The apps will all be essentially the same app, each with a different skin. There is a single button that starts a dialog with the corresponding question and then shows a sequential dialog view, allowing the user to provide multiple-choice and free-form feedback.

Depending on the app, we might choose a different revenue model:

  • Optional tipping after the dialog is over (maybe using in-app purchases)
  • Pay to continue the conversation after n exchanges
  • First dialog free, fixed fee for future dialogs
  • Affiliate links for movie/book/product/vacation recommendations

For each app, we measure how long it takes for the dialogs to be of high quality. The hope is that this time goes down as the system is supported by better automation and gains some general-purpose domain knowledge on how to approach certain kinds of dialogs. (I discuss accumulation of knowledge below.) The fact that we are ordering applications such that we tackle the easier, more concrete ones first will reverse this effect to some extent, but I hope that there will be a point—once the base of answerers is fairly broad and many topics have been explored—at which it takes much less time for the system to do well on new question types. When that time span is short enough, we publish the fully general app that allows people to ask any question.

Incrementally build up knowledge required to answer questions well

Share procedural and declarative knowledge across dialogs via “objective” sub-dialogs

Answerers can create “objective” dialogs for questions such as:

  • “How should we approach self-care questions?”
  • “How should we approach career questions?”
  • “How should we approach dialogs over short time-scales?”
  • “What common causes of bad sleep are there?”
  • “What are the most promising treatments for sleep apnea?”

These dialogs can be referenced/included within other “subjective” dialogs, which constitute a much larger fraction of all dialogs. A small part of the reward from these subjective dialogs then flows to the contributors of the included objective dialogs. If an objective dialog includes other objective dialogs, a portion of the reward flows to those as well, and so on.

I expect that there will be a division of labor, with domain experts mostly working on objective dialogs, which are very polished (maybe comparable to the best Wikipedia pages), and generalists doing some of the work on subjective dialogs, simply by following the prescriptions and processes outlined in the objective dialogs.

Adding references to relevant objective dialogs is a task that seems well-suited for automation.
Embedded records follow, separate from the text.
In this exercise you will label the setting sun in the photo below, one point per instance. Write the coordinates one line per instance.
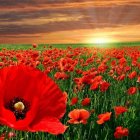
(101, 40)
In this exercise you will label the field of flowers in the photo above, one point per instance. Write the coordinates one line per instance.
(97, 97)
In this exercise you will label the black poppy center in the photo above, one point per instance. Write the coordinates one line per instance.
(19, 107)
Improve automated contributions over time via feedback mechanisms

Since questions are initially chosen from a relatively small set, and since most responses are multiple-choice, it should be straightforward for us (as the organization running the market) to implement basic automation. When a dialog ends, we will elicit information from both askers and other participants on how well things went, and on how much (they think) different parts contributed to the overall outcome. This will help us preferentially re-use contributions that were most helpful in the past, or ones that are predicted to be most helpful in a new situation based on past judgments. (I’ll discuss this approach in the section on reward distribution below.)
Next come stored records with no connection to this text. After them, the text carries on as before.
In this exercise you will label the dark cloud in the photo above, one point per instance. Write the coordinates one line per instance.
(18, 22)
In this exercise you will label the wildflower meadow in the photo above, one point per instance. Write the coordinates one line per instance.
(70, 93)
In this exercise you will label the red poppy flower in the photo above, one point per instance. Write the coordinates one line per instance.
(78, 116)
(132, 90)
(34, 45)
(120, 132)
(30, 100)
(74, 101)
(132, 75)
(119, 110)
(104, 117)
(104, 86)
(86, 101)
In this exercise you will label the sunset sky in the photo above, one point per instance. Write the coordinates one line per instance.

Curate the set of answerers

Seed with people who have skills appropriate to the task

To generate high-quality objective dialogs, we may want to seek out experts in the domains we focus on. To generate high-quality subjective dialogs, I imagine that we will seek out people who have shown interest in, or skill at, careful reasoning and analytical thinking, but who are not necessarily domain experts.

I don’t think the system can succeed if it is necessary to have domain experts run all dialogs. The required pay would be more than most people would be willing to pay. A key hypothesis underlying the dialog markets project is that a substantial part of the work can be done by groups of generalists as long as they have adequate reasoning skills and are equipped with expert-curated instructions. A further hypothesis is that a significant part of that work can be automated over time.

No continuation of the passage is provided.